La Società Italiana di Pediatria Preventiva e Sociale (SIPPS) chiede alle istituzioni l’apertura di un tavolo di lavoro per intercettare e prendersi cura delle situazioni di fragilità

Il quadro delle nuove povertà di delinea con chiarezza negli ambulatori dei pediatri che lavorano sul territorio. Dal 10 al 15% di famiglie fragili fra gli assistiti di ogni pediatra, emergenza di nuovi poveri segnalata dalla Caritas e previsioni di aumento del tasso di disoccupazione. La Società Italiana di Pediatria Preventiva e Sociale (SIPPS) richiama l’attenzione sulla gravità del quadro, con le conseguenze a lungo termine sui bambini di oggi, giovani di domani.

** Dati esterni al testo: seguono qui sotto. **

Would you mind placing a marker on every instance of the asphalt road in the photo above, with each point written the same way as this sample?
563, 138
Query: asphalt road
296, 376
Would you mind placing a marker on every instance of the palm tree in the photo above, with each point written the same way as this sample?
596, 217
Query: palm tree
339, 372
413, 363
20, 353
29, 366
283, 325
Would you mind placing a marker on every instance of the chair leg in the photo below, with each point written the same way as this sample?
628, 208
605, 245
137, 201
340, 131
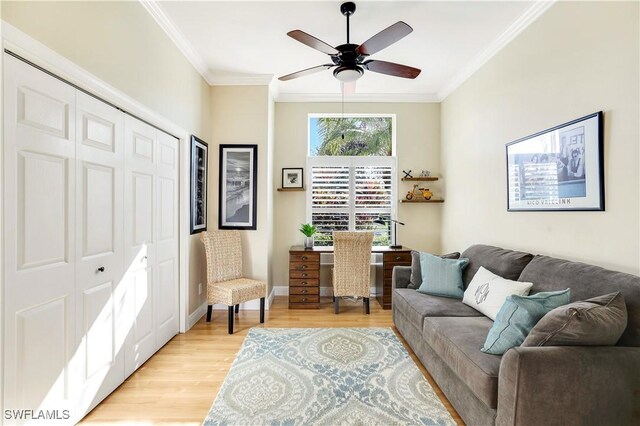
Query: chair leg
209, 311
230, 319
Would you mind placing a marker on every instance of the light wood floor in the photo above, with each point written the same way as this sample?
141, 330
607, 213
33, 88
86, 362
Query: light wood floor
179, 383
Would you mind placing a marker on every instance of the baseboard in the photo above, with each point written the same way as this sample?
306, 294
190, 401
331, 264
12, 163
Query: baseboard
196, 315
283, 290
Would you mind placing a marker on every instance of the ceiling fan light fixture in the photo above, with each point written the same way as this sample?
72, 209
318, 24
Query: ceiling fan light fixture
348, 74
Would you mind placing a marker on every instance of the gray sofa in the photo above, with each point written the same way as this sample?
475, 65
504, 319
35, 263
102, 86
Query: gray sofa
577, 385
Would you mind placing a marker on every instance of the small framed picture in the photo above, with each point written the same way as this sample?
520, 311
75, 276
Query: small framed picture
293, 178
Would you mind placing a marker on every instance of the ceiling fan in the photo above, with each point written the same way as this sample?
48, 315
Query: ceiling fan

“Ci sono famiglie che non accedono né a ristori né a casse integrazioni e allo stesso tempo non possono nemmeno svolgere i lavori che praticavano in epoca pre-Covid. Queste famiglie sono invisibili alle stesse istituzioni governative e non saranno mai raggiunte dai fondi europei, proprio perché non verranno rintracciate”, avverte Giuseppe Di Mauro, presidente della SIPPS. “Noi pediatri non vinciamo da soli, in questa battaglia alla povertà dobbiamo creare una rete che ci colleghi a nuove figure professionali, come l’infermiere pediatrico domiciliare, ai servizi sociali comunali spesso di difficile individuazione, alle realtà del terzo settore e al volontariato”.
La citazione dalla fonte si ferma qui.